Hintergrund des Christopher Street Day
Der Christopher Street Day erinnert an den Aufstand vor allem von Schwulen gegen Polizeigewalt in der Christopher Street in New York City im Jahr 1969. In Deutschland und ganz Europa finden an verschiedenen Terminen zahlreiche Veranstaltungen der lesbischen, schwulen, bisexuellen, trans-, intergeschlechtlichen und queeren Community statt. Der Berliner CSD ruft in diesem Jahr zu „queerer Sichtbarkeit mit einem klaren Bekenntnis zu Demokratie, Menschenrechten und gesellschaftlichem Zusammenhalt“ auf.
Programm am Freitag: Drag March und Demokratieabend
Zum Auftakt des CSD-Wochenendes gibt es am Freitag erstmals einen sogenannten Drag March. Er zieht am Nachmittag zum Brandenburger Tor, wo ein großes Programm zum Thema Demokratie und Gleichberechtigung geplant ist. Bei diesem „Demokratieabend“ tritt auch die Berliner Rapperin Ikkimel auf.

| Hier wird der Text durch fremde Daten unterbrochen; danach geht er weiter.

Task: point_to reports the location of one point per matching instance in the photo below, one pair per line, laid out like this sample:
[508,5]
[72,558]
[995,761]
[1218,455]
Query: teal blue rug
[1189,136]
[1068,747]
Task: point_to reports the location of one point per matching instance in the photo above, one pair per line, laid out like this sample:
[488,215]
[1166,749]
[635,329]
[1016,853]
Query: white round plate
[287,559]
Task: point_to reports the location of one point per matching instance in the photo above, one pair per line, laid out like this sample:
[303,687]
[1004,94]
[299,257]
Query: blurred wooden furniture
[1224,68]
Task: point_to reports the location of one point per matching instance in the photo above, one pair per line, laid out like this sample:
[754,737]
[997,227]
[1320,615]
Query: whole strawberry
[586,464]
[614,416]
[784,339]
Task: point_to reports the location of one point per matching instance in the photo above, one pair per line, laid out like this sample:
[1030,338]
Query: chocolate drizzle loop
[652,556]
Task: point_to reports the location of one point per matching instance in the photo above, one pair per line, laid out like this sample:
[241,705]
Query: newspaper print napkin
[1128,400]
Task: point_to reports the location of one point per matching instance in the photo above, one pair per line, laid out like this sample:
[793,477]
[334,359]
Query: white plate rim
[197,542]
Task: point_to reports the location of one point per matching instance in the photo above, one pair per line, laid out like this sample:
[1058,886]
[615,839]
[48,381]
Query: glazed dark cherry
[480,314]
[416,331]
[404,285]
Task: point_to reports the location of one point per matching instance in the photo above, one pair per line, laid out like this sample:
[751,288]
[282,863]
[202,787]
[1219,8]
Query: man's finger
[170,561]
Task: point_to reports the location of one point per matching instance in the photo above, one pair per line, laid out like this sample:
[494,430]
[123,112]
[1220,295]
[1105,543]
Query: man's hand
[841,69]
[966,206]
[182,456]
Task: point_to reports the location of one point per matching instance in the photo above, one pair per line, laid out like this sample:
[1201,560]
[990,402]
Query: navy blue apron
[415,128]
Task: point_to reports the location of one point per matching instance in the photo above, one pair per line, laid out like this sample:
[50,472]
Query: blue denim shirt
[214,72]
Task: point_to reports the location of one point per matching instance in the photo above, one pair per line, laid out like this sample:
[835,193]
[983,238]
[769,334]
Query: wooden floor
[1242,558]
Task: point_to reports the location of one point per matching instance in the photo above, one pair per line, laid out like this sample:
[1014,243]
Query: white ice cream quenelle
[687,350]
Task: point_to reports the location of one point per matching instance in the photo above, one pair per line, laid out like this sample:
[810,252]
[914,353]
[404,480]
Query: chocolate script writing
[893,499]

Dragqueens sind meistens Männer, die oft im Rahmen von künstlerischen Performances Weiblichkeit darstellen oder parodieren; bei Dragkings ist es umgekehrt. Außerdem ist ein CSD-Gottesdienst mit dem Titel „Liebe braucht Community“ geplant. Zudem zieht die traditionelle Demonstration lesbischer Frauen mit dem Motto „Dyke* March Berlin“ vom Roten Rathaus nach Kreuzberg.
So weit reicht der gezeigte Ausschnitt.